In the end, he got sent to a different school and was ordered to have mandatory counseling.
“You think about what you did,” his old principal had told him.
And he did what he was told, like a good little boy. He gave it plenty of thought and decided he should have found a higher platform.
So how do you even begin to explain that? How do you explain a lifetime of injustice in the time it takes the Juvey-cops to herd you out the door? The answer is easy: You don’t even try.
“I’m sorry, Mason,” his father says, tears in his eyes as well. “But it’s better for everyone this way. Including you.”
Starkey knows he’ll never make his parents understand, but if nothing else, he’ll have the last word.

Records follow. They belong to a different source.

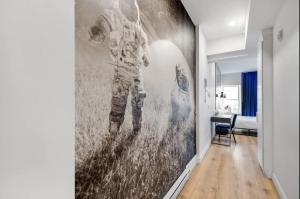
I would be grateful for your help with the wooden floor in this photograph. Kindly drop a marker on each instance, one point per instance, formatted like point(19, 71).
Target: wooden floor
point(230, 173)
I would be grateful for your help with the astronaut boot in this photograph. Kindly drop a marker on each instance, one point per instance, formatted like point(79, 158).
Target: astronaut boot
point(116, 146)
point(137, 104)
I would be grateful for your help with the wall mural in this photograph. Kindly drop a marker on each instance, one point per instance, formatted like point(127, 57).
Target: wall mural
point(135, 97)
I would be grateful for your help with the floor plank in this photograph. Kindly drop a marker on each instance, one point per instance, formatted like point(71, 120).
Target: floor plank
point(230, 173)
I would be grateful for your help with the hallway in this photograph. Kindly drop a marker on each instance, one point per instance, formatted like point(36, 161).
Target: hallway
point(230, 173)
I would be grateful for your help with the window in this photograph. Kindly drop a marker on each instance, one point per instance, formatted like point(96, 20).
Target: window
point(232, 101)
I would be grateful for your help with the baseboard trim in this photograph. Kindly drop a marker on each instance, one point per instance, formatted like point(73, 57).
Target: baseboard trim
point(180, 182)
point(278, 186)
point(203, 153)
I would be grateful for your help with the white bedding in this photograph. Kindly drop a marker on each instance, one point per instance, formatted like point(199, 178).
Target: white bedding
point(244, 122)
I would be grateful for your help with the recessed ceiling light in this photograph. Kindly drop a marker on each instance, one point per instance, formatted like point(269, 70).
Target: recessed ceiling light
point(232, 23)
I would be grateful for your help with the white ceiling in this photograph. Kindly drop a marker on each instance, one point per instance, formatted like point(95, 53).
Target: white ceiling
point(215, 16)
point(238, 65)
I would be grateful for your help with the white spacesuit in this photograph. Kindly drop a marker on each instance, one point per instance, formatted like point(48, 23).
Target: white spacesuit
point(180, 97)
point(128, 46)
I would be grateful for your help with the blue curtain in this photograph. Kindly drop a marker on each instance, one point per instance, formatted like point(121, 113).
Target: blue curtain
point(249, 94)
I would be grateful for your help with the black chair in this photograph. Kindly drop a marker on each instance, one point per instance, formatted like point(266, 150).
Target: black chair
point(225, 129)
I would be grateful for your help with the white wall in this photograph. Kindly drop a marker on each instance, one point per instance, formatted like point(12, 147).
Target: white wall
point(205, 109)
point(286, 101)
point(37, 99)
point(231, 79)
point(265, 101)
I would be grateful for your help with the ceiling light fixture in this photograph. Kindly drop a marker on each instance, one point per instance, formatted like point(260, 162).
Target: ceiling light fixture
point(232, 23)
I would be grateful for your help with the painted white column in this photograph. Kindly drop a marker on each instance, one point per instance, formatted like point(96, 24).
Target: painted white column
point(265, 101)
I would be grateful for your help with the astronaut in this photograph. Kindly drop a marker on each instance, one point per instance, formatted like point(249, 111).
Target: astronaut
point(180, 97)
point(128, 47)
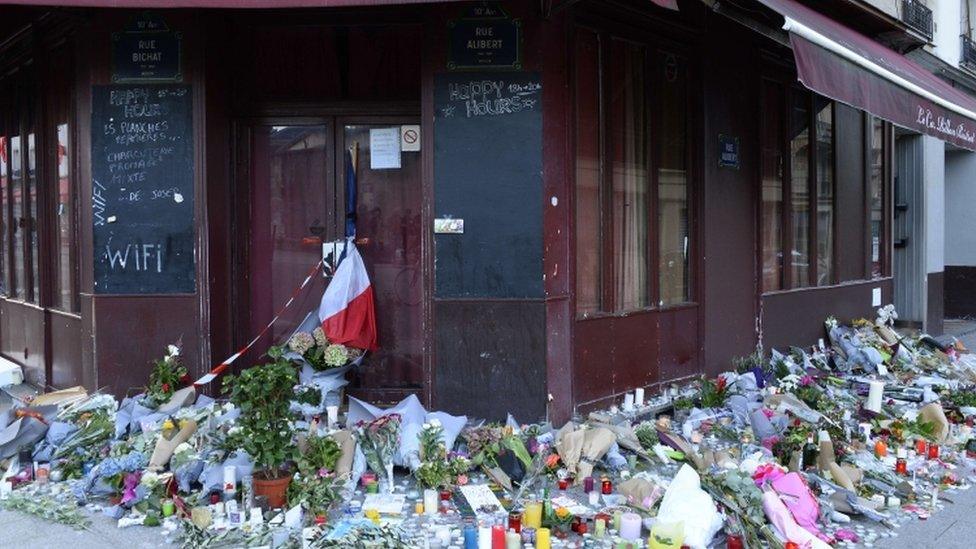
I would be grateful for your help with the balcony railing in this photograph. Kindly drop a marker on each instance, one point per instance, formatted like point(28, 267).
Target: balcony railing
point(918, 16)
point(968, 52)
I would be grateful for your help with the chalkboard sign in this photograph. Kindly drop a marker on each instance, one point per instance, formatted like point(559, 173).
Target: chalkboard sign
point(488, 173)
point(142, 189)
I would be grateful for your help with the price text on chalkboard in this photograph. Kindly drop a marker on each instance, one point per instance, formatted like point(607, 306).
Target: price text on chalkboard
point(142, 189)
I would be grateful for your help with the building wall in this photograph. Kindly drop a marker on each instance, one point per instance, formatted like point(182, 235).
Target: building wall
point(960, 235)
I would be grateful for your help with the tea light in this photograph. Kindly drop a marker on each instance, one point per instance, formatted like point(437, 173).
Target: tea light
point(630, 526)
point(430, 502)
point(875, 394)
point(484, 537)
point(542, 540)
point(628, 402)
point(532, 518)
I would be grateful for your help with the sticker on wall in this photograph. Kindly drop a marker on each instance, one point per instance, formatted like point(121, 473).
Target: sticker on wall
point(384, 148)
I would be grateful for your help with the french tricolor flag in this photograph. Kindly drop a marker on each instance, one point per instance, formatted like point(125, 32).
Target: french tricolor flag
point(347, 312)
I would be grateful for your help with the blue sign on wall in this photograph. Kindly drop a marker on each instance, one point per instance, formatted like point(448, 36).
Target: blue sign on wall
point(728, 151)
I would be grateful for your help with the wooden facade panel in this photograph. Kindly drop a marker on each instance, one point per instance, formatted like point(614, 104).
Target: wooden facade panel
point(797, 318)
point(22, 327)
point(66, 364)
point(850, 220)
point(491, 358)
point(134, 331)
point(730, 201)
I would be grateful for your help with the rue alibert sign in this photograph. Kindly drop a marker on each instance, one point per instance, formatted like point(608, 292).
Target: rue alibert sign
point(146, 51)
point(485, 38)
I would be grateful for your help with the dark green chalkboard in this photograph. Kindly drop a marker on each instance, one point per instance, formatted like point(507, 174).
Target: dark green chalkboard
point(142, 189)
point(488, 172)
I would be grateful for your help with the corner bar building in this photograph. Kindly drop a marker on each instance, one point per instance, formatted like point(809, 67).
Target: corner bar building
point(558, 200)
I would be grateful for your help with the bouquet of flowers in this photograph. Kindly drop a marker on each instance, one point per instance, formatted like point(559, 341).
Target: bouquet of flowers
point(166, 377)
point(379, 440)
point(321, 354)
point(438, 467)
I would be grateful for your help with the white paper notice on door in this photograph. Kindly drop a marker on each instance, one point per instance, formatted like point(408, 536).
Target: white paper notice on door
point(384, 148)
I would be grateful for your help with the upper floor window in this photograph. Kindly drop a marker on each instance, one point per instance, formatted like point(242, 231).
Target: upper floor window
point(633, 213)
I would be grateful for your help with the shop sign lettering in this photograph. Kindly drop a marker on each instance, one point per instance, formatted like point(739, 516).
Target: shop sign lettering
point(945, 126)
point(486, 39)
point(146, 51)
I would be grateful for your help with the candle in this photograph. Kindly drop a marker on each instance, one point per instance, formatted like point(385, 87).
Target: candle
point(470, 538)
point(484, 537)
point(498, 537)
point(515, 521)
point(875, 394)
point(513, 540)
point(628, 402)
point(630, 525)
point(430, 502)
point(542, 539)
point(532, 518)
point(332, 413)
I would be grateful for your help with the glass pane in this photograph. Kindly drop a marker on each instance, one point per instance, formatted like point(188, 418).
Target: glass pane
point(4, 164)
point(772, 187)
point(672, 180)
point(389, 205)
point(16, 225)
point(291, 213)
point(876, 194)
point(825, 190)
point(800, 188)
point(588, 245)
point(32, 218)
point(628, 138)
point(64, 214)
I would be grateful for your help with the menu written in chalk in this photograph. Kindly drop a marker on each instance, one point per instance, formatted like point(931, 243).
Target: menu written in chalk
point(142, 189)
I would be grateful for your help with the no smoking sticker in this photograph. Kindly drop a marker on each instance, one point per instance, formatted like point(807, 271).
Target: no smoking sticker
point(410, 138)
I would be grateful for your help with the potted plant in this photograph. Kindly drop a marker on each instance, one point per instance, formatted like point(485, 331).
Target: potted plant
point(263, 393)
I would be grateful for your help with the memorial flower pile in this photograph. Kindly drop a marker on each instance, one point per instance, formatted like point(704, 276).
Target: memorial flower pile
point(812, 446)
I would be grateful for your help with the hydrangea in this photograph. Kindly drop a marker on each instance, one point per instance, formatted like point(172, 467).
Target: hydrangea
point(301, 342)
point(320, 339)
point(336, 355)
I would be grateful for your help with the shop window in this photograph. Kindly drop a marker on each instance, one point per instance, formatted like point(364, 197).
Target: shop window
point(588, 173)
point(674, 240)
point(825, 190)
point(877, 178)
point(633, 209)
point(628, 138)
point(800, 189)
point(772, 186)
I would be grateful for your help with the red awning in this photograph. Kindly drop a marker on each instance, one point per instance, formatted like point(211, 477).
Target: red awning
point(216, 3)
point(840, 63)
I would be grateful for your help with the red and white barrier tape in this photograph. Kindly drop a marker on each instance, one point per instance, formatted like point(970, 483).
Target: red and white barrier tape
point(219, 369)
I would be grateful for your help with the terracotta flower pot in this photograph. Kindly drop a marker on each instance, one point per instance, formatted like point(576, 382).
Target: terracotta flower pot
point(275, 489)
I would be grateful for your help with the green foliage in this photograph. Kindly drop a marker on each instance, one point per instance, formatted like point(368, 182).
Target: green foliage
point(165, 378)
point(262, 393)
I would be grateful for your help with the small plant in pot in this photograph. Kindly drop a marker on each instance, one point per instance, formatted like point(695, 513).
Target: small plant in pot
point(262, 393)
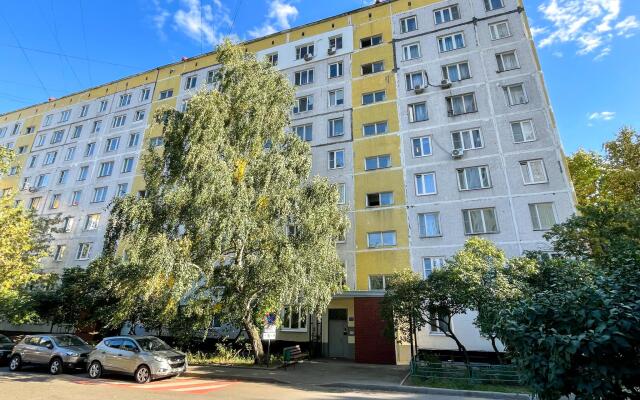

“Hey, Mom, by the way . . . Dad’s late nights at the office aren’t really at the office. They’re with your friend Nancy.”
But before he can begin to relish his parents’ shocked expressions, it occurs to him that this secret knowledge could have been a bargaining chip. If he had told his father he knew, it could have been ironclad protection from unwinding! How could he be so stupid not to have thought of that when it mattered?
So in the end he can’t even enjoy his bitter little victory as the Juvey-cops push him out into a cool December night.